Lassen’s lead program targets the IL-11 pathway, applying novel science against a new mechanism of action to potentially treat inflammatory fibrotic diseases and oncology.

The Il-11 Pathway

  • IL-11 is a member of the IL-6 family of cytokines which play prominent roles in chronic inflammation, autoimmunity and cancer

IL-11 binds to IL-11R and forms a complex with gp130, resulting in functional cell signaling through the STAT3 or ERK pathways.
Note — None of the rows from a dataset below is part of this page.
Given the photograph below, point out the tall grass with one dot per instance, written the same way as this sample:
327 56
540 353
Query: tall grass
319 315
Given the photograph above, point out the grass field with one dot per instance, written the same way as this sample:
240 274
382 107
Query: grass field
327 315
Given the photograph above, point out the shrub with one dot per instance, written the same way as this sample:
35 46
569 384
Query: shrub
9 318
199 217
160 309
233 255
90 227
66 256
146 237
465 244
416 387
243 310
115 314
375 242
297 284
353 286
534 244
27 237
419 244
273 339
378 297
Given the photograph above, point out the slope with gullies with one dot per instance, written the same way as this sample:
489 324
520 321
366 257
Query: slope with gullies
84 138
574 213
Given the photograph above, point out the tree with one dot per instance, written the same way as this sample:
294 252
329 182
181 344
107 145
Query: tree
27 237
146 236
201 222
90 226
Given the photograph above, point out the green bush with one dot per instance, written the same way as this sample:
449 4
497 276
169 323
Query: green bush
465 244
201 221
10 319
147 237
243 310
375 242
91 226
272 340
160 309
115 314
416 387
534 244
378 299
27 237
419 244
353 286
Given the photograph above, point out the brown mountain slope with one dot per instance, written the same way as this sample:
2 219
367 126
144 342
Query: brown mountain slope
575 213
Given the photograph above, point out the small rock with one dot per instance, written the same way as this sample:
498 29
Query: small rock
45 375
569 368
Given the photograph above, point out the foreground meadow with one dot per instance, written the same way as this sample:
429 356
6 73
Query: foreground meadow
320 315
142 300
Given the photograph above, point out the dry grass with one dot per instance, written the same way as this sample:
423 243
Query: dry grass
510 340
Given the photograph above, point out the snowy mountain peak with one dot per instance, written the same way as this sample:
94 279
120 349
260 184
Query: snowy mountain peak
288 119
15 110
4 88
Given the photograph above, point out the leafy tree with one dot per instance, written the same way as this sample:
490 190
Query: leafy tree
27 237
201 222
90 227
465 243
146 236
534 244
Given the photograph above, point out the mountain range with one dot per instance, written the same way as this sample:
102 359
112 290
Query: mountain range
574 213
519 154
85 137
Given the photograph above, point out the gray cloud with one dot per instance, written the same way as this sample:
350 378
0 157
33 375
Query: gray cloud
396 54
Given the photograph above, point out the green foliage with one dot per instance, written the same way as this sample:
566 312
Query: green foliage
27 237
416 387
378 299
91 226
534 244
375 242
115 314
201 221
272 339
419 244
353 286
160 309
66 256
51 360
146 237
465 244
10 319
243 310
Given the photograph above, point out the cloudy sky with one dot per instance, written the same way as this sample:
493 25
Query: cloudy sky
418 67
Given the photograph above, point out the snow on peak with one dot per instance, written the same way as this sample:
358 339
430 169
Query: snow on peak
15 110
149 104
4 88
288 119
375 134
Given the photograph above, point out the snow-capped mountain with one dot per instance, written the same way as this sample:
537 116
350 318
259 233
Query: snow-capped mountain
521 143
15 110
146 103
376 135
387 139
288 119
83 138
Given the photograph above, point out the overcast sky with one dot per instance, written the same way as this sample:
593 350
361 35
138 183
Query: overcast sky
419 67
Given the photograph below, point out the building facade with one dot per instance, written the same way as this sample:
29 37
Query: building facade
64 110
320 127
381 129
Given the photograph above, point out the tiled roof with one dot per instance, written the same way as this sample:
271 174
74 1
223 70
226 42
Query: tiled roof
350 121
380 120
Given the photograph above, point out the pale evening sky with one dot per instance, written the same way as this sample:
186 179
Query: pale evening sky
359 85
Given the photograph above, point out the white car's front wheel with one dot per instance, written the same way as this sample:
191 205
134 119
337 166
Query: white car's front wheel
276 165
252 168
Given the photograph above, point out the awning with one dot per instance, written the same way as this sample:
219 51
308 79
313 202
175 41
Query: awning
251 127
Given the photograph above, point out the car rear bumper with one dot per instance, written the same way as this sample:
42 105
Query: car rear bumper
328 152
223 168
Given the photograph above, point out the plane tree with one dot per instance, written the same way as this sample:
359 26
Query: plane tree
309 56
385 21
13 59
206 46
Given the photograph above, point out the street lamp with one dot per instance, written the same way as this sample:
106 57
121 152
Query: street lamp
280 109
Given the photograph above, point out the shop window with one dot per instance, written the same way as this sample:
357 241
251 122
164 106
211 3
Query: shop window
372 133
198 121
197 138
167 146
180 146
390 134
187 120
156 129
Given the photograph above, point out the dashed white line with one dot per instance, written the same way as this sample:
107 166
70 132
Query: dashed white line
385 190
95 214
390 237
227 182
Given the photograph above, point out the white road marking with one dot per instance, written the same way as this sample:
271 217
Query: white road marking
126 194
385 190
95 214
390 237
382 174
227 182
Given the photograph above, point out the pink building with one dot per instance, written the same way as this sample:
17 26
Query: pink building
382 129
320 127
IL-11 plays a critical role in the initiation and maintenance of chronic fibrotic responses and as a result, blocking this pathway represents a promising approach for both chronic fibrotic/inflammatory diseases and multiple tumor types.

IL-11 in Fibrosis

IL-11 is a major driver and central mediator of fibrosis

  • Local overexpression of IL-11 leads to local fibrosis
  • Differentiation of fibroblasts into activated myofibroblasts is a defining feature of fibrosis and IL-11 is the most highly upregulated gene during this transition
  • IL-11 receptor is highly expressed in fibrotic disease
  • IL-11 production is elicited by the major known pro-fibrotic factors including TGFβ, FGF, PDGF, CTGF and IL-13
  • IL-11 expression is elevated in patients with systemic sclerosis and idiopathic pulmonary fibrosis

IL-11 in CANCER

IL-11 and other components of the IL-11 pathway are overexpressed in a number of cancer types. In addition, cancer-associated fibroblasts play an important role in the tumor microenvironment where IL-11 appears to be an important mediator between tumor and stromal cells. This leads to IL-11  affecting proliferation, angiogenesis and metastasis, while simultaneously inducing resistance of tumors to existing therapies including chemotherapy and immunotherapy.  Blocking this pathway has emerged as an exciting therapeutic approach for tumor therapeutic development.

The concept of combating tumor progression through inhibition of growth-promoting cytokines like IL-11 is emerging as a therapeutic opportunity that bypasses the difficulties of targeting intracellular signaling molecules and transcription factors.